Atualmente, duas propostas de lei em nível federal estão em análise. Uma delas é o Estatuto do Pantanal (PL 5.482/2020), de autoria do senador Wellington Fagundes (PL-MT). Em julho deste ano, a CMA (Comissão de Meio Ambiente) do Senado chegou a aprovar o projeto.
Mais recentemente, o PL 5.482/2020 foi apensado ao Projeto de Lei 2334/2024, da deputada Camila Jara (PT-MS). Este último propõe normas gerais para proteção e conservação do bioma Pantanal, unificando regras previstas em legislações estaduais de Mato Grosso e Mato Grosso do Sul.
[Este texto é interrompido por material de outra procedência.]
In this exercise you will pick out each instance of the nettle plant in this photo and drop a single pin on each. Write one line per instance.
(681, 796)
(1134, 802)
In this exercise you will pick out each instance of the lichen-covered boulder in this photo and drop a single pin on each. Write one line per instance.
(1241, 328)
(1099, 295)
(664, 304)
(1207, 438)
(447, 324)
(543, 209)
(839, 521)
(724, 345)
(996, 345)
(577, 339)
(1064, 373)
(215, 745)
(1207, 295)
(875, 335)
Atualmente, ambos tramitam em caráter conclusivo e serão analisados pelas comissões da Amazônia, dos Povos Originários e Tradicionais, de Agricultura, Pecuária, Abastecimento e Desenvolvimento Rural, de Meio Ambiente e Desenvolvimento Sustentável, de Finanças e Tributação, e de Constituição, Justiça e Cidadania. Para se tornar lei, a proposta precisa ser aprovada tanto na Câmara quanto no Senado.
Na visão de Fernanda, uma lei federal voltada para a conservação do Pantanal seria um marco importante, pois garantiria os direitos e deveres de todos os setores que dependem do bioma. “Ela poderia abrir caminho para incentivos financeiros destinados à restauração das áreas degradadas, proibir o desmatamento, estabelecer regras para a exploração econômica, definir atividades compatíveis com o bioma e garantir a permanência de povos indígenas, comunidades tradicionais e ribeirinhas".
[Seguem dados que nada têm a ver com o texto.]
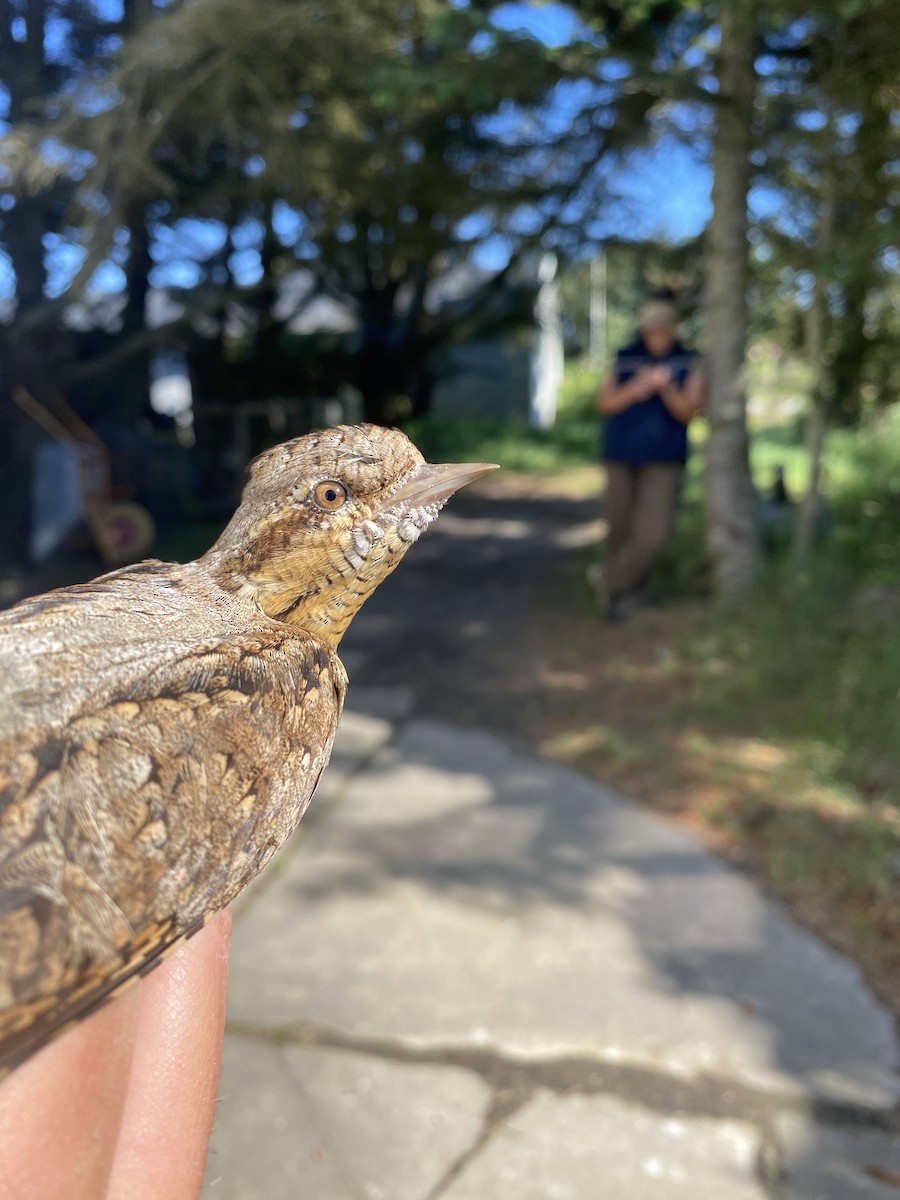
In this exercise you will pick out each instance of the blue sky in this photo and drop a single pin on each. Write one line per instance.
(663, 191)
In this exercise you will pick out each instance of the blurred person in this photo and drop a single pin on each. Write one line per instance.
(651, 396)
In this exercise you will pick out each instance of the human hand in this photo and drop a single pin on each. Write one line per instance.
(121, 1107)
(648, 381)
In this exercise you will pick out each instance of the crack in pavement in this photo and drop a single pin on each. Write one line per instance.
(655, 1089)
(514, 1079)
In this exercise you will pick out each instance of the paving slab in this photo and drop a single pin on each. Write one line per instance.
(463, 893)
(329, 1125)
(827, 1163)
(591, 1147)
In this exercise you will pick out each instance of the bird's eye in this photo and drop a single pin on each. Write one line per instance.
(330, 495)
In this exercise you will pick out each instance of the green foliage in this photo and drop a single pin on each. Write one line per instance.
(515, 447)
(816, 660)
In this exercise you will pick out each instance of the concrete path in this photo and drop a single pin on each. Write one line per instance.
(478, 976)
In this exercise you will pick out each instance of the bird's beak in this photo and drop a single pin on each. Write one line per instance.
(433, 484)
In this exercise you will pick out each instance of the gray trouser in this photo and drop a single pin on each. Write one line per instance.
(641, 502)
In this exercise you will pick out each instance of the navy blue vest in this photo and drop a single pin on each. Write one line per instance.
(647, 431)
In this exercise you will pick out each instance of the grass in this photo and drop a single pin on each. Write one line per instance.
(773, 730)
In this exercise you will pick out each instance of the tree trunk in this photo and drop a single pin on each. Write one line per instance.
(816, 351)
(731, 502)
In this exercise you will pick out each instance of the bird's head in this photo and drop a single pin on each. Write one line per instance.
(325, 517)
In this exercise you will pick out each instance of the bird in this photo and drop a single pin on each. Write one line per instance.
(163, 726)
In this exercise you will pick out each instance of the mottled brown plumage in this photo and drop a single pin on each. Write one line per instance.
(163, 727)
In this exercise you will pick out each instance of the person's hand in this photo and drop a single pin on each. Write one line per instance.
(121, 1107)
(648, 381)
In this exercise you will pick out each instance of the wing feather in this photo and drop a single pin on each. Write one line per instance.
(126, 827)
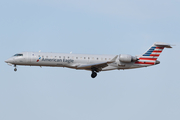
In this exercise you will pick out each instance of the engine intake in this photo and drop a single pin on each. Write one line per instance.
(127, 58)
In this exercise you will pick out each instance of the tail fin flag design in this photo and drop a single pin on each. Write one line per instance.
(151, 55)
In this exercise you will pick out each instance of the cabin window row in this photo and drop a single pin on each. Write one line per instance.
(63, 57)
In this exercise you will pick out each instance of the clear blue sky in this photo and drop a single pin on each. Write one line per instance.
(89, 27)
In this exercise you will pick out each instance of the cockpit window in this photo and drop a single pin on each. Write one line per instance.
(18, 55)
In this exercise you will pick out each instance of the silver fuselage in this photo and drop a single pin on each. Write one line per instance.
(69, 60)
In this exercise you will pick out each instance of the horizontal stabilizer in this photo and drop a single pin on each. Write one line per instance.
(159, 44)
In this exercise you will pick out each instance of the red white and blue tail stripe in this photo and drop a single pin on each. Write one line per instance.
(151, 55)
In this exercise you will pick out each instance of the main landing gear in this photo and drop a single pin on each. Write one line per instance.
(94, 74)
(15, 69)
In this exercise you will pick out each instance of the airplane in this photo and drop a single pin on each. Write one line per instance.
(94, 63)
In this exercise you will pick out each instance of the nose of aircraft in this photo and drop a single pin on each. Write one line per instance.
(10, 60)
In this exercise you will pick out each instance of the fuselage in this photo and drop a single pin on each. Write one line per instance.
(69, 60)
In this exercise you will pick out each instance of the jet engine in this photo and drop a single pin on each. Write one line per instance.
(127, 58)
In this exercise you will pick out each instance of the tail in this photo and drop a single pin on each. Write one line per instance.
(151, 55)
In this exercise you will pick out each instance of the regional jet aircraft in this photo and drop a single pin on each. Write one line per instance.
(94, 63)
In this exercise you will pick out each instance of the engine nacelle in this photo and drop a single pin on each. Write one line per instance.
(127, 58)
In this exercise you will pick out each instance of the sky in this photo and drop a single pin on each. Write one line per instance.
(89, 27)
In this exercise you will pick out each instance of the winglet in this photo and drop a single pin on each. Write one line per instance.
(113, 60)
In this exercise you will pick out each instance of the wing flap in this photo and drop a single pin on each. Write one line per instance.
(97, 65)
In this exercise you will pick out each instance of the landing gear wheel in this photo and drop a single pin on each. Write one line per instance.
(94, 74)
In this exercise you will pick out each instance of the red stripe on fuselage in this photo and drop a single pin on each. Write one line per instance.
(148, 59)
(155, 51)
(149, 63)
(154, 55)
(159, 47)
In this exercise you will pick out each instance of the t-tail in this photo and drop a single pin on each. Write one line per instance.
(151, 55)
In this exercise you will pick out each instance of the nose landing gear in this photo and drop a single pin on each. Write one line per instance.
(15, 69)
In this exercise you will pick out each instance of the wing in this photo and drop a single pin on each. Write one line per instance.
(97, 66)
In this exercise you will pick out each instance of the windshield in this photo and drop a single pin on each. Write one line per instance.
(18, 55)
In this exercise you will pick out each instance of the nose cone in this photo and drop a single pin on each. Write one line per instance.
(10, 60)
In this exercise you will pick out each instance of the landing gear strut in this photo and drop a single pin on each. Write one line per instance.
(94, 74)
(15, 69)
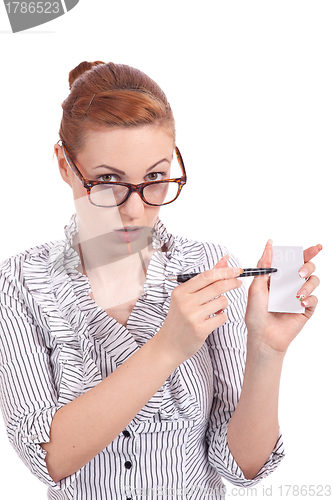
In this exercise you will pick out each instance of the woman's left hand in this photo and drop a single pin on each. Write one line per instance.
(273, 332)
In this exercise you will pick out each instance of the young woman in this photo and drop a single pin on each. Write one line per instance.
(115, 382)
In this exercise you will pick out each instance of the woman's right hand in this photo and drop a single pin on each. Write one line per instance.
(189, 320)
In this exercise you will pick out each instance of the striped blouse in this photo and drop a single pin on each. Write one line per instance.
(56, 343)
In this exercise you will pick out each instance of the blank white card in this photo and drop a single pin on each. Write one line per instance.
(286, 282)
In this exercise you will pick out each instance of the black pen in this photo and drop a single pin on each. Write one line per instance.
(251, 271)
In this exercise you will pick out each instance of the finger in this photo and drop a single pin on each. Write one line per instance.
(307, 270)
(216, 289)
(223, 262)
(266, 258)
(309, 286)
(310, 304)
(212, 307)
(206, 278)
(311, 252)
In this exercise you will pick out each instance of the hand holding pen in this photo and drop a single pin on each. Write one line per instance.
(197, 307)
(251, 271)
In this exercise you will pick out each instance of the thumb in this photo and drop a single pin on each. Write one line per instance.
(266, 258)
(223, 262)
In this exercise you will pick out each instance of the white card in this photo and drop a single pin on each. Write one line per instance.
(286, 282)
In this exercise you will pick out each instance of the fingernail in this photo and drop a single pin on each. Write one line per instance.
(237, 271)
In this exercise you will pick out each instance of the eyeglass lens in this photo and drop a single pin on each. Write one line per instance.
(112, 195)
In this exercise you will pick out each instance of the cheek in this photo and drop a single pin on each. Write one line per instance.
(152, 214)
(95, 221)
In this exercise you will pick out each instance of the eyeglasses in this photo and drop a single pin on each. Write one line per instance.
(112, 194)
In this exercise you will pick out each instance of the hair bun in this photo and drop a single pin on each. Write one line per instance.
(80, 69)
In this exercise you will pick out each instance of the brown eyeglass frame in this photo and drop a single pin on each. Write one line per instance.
(138, 188)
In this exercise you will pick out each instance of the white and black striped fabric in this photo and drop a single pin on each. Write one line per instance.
(56, 343)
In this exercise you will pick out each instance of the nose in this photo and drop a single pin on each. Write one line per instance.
(133, 207)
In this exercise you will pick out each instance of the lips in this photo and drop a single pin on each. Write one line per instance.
(128, 234)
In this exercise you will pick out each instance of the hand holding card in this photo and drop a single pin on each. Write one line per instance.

Para o presidente do IHP, uma legislação federal poderia alinhar ações para o Pantanal como um todo, além de envolver o governo federal de forma ativa nesse processo. “O objetivo é incorporar contribuições positivas de MS e MT, garantindo uma segurança jurídica federal para o Pantanal. Essa lei deve atender à conservação, fomentar o financiamento para preservação e respeitar o setor produtivo que opera de forma sustentável”, explica Angelo.
Já o biólogo Gustavo Figueirôa, do Instituto SOS Pantanal, acredita que a legislação de Mato Grosso do Sul está “muito sólida” e, em alguns aspectos, até superior às propostas de lei que tramitam em nível federal.